Nel panorama dell’alta orologeria contemporanea, pochi marchi hanno dimostrato negli anni la stessa propensione alla provocazione controllata di H. Moser & Cie., una manifattura che ha spesso preferito eliminare elementi superflui piuttosto che aggiungerne di nuovi. Prima ancora di osservare nel dettaglio lo Streamliner Genesis 2, è utile ricordare come il progetto Genesis non nasca come semplice linea di prodotto, ma come racconto strutturato in atti, quasi una riflessione aperta sul ruolo dell’orologio meccanico in un’epoca dominata da concetti digitali. Dopo un primo capitolo volutamente polarizzante, il marchio sceglie ora un tono più riflessivo, riportando il discorso su elementi tangibili senza rinunciare a una forte carica concettuale. In questo equilibrio tra pensiero astratto e materia concreta si inserisce lo Streamliner Genesis 2, che non cerca di stupire con effetti speciali, ma di suggerire una direzione.

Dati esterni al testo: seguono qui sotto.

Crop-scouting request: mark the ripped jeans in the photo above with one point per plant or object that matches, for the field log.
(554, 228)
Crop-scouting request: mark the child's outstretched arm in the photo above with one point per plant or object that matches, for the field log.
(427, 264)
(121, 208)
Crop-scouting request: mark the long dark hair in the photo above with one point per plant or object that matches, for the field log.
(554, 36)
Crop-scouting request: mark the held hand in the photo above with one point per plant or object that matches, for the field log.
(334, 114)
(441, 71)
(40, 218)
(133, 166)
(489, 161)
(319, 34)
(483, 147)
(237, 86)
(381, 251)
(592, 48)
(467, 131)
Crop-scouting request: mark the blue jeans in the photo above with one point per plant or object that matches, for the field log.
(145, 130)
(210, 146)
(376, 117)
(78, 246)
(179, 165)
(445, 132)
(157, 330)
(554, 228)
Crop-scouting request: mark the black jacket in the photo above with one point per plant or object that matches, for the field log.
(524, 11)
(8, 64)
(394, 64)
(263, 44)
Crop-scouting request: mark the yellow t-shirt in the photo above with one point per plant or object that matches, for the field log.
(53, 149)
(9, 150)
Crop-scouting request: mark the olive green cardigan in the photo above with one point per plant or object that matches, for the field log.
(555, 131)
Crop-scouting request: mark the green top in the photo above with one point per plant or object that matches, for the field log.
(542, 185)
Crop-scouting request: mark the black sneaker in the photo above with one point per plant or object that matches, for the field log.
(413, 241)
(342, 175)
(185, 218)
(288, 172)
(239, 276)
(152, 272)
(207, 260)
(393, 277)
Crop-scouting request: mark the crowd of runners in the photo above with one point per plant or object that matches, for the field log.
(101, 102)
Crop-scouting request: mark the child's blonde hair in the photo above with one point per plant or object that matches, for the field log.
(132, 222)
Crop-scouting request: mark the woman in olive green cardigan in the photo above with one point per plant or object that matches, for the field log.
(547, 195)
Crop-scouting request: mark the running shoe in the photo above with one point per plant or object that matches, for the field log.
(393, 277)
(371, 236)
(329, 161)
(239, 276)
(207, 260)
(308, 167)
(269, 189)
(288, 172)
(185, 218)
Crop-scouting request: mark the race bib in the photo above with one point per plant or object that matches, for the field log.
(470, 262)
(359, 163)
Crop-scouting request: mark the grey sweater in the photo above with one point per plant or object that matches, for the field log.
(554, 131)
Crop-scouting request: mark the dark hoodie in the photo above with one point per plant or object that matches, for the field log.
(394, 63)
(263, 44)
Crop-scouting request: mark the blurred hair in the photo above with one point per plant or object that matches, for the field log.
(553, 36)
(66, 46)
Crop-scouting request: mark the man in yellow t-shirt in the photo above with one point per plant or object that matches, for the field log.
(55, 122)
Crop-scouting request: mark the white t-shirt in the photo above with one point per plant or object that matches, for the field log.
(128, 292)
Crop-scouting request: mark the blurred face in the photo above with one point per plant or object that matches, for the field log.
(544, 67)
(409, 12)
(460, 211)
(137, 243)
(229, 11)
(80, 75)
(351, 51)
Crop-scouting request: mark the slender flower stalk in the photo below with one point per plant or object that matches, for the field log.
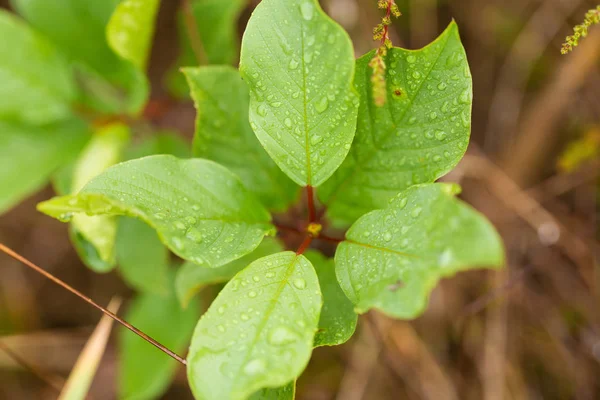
(377, 64)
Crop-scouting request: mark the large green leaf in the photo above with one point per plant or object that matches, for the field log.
(392, 258)
(299, 65)
(143, 259)
(146, 372)
(217, 29)
(36, 84)
(338, 319)
(31, 154)
(419, 135)
(94, 236)
(201, 211)
(259, 331)
(130, 30)
(191, 278)
(223, 134)
(287, 392)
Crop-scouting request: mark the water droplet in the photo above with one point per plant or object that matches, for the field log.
(299, 283)
(322, 105)
(307, 10)
(194, 235)
(281, 336)
(255, 367)
(293, 64)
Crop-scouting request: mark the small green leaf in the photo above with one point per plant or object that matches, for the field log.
(94, 236)
(259, 331)
(217, 29)
(145, 371)
(201, 211)
(420, 134)
(143, 259)
(393, 258)
(160, 143)
(36, 84)
(224, 135)
(108, 83)
(131, 29)
(191, 278)
(338, 319)
(31, 154)
(287, 392)
(299, 65)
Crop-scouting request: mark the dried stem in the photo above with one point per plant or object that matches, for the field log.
(126, 324)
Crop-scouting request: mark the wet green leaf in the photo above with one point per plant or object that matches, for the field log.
(259, 331)
(217, 28)
(94, 236)
(393, 258)
(36, 83)
(338, 319)
(191, 278)
(201, 211)
(31, 154)
(130, 30)
(419, 135)
(287, 392)
(108, 83)
(144, 371)
(223, 134)
(299, 65)
(143, 259)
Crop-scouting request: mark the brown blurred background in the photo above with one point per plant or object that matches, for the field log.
(529, 332)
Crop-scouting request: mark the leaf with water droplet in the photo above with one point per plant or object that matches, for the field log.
(217, 23)
(94, 236)
(338, 319)
(220, 94)
(272, 345)
(396, 275)
(391, 144)
(153, 189)
(131, 29)
(144, 371)
(307, 80)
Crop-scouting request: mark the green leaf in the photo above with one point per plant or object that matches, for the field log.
(259, 331)
(145, 371)
(287, 392)
(108, 83)
(191, 278)
(94, 236)
(338, 319)
(143, 259)
(160, 143)
(36, 84)
(201, 211)
(224, 135)
(217, 29)
(419, 135)
(31, 154)
(299, 65)
(131, 29)
(393, 258)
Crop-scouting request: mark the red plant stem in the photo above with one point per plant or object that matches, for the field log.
(305, 244)
(126, 324)
(312, 211)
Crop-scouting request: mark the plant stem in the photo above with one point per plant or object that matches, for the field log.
(126, 324)
(305, 244)
(312, 211)
(191, 25)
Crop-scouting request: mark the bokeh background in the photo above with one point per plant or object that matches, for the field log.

La cassa Streamliner come linguaggio formale

Dal punto di vista estetico, lo Streamliner Genesis 2 si affida a una cassa che è ormai diventata uno dei segni distintivi più riconoscibili di H. Moser & Cie. La forma a cuscino in acciaio, con diametro di 40 millimetri e spessore di 10,3 millimetri, cresce fino a 12,1 millimetri includendo il vetro zaffiro, mantenendo comunque proporzioni equilibrate al polso.

Le superfici spazzolate verticalmente dialogano con smussi lucidi ben definiti, restituendo una sensazione di continuità visiva che prosegue senza interruzioni nel bracciale integrato. In questo contesto raffinato, la corona in titanio stampata in 3D introduce una nota volutamente dissonante. La sua texture grezza e pixelata richiama direttamente il primo Genesis, creando un contrasto studiato che rende lo Streamliner Genesis 2 immediatamente riconoscibile anche a distanza ravvicinata.

Un quadrante che assorbe la luce e il significato

Se la cassa racconta la forma, è il quadrante a definire il carattere più radicale di questo orologio. Realizzato in Vantablack, materiale capace di assorbire il 99,965 per cento della luce visibile, il quadrante si presenta come una superficie apparentemente priva di profondità, un vuoto visivo che elimina qualsiasi riferimento superfluo. Non ci sono indici, non compare il logo e non esistono elementi decorativi tradizionali. A galleggiare su questo nero assoluto restano solo le lancette di ore e minuti, dotate di inserti in Globolight per garantire leggibilità. Anche qui, le forme sono intenzionalmente irregolari e pixelate, in continuità concettuale con la corona. Il risultato è un quadrante che non cerca di piacere a tutti, ma che rende lo Streamliner Genesis 2 una riflessione silenziosa sul tempo e sulla percezione.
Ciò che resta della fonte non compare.